Provati a continuare un bel pezzo in ciò che ti ha procurato sollievo.

Passeggiando molto tempo, alla fine ti stanchi e senti voglia di metterti daccapo a sedere.

Trovami dunque qualcosa che era destinato al tuo ristoro e che, se ti ci dilunghi, non abbia a causarti stanchezza.

Che pace potrà dunque essere quella che hanno gli uomini quaggiù sulla terra, combattuti da tante molestie, cupidigie, miserie e fragilità?

Non è vera pace; non è pace perfetta …

Difatti, finché dura la mortalità, come può aversi pace completa?

É dalla morte che ci viene la stanchezza che riscontriamo in tutto ciò che è destinato a sostenerci: dalla morte, poiché portiamo con noi un corpo mortale, che anzi l'Apostolo osa chiamare già morto anche prima della separazione dell'anima.

Dice: A motivo del peccato il corpo è morto ( Rm 8,10 ).

Usa pure di tutto quello che può donarti vigore: morrai lo stesso.

Insisti nel mangiare: l'ingordigia ti ucciderà.

Prolunga i tuoi digiuni: morrai sfinito.

Sta' seduto, tanto da non alzarti mai; finirai col morirne.

Mettiti a passeggiare e non sederti mai: finirai col morirne.
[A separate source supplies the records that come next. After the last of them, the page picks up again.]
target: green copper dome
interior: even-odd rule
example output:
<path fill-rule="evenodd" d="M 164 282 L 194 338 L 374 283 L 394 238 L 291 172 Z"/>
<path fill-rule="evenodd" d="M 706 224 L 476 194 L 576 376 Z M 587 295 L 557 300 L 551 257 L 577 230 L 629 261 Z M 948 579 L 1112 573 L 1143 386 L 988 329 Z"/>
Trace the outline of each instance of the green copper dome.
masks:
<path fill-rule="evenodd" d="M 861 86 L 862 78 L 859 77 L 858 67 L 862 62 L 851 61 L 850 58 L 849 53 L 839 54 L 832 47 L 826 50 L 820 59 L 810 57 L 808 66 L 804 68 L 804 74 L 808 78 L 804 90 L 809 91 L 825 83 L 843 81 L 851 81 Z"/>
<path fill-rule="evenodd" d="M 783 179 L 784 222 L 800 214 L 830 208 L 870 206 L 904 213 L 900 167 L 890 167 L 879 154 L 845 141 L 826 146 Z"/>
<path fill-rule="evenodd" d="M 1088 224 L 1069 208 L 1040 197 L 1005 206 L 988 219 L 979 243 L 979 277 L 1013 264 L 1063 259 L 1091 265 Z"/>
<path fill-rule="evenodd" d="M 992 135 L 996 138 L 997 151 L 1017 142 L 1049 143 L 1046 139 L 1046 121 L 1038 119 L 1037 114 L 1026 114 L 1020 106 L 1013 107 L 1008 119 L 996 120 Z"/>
Veglia senza interruzione di sonno: ne morrai.

Dormi senza interruzione: la morte ti verrà dal troppo dormire.

Ma quando la morte sarà stata assorbita nella vittoria, tali miserie non ci saranno più e la pace sarà assoluta ed eterna …

Ci sarà allora tra i figli di Dio una pace perfetta.

Essi si ameranno scambievolmente tutti, riscontrandosi tutti ripieni di Dio, il quale sarà tutto in tutti.

Avremo una comune visione: Dio.

Avremo un comune possedimento: Dio.

Avremo una pace comune: Dio.

Qualunque cosa ci conceda egli adesso, lassù, in luogo delle svariate cose che ora ci dona, avremo lui stesso.

Sarà lui la nostra pace piena e perfetta.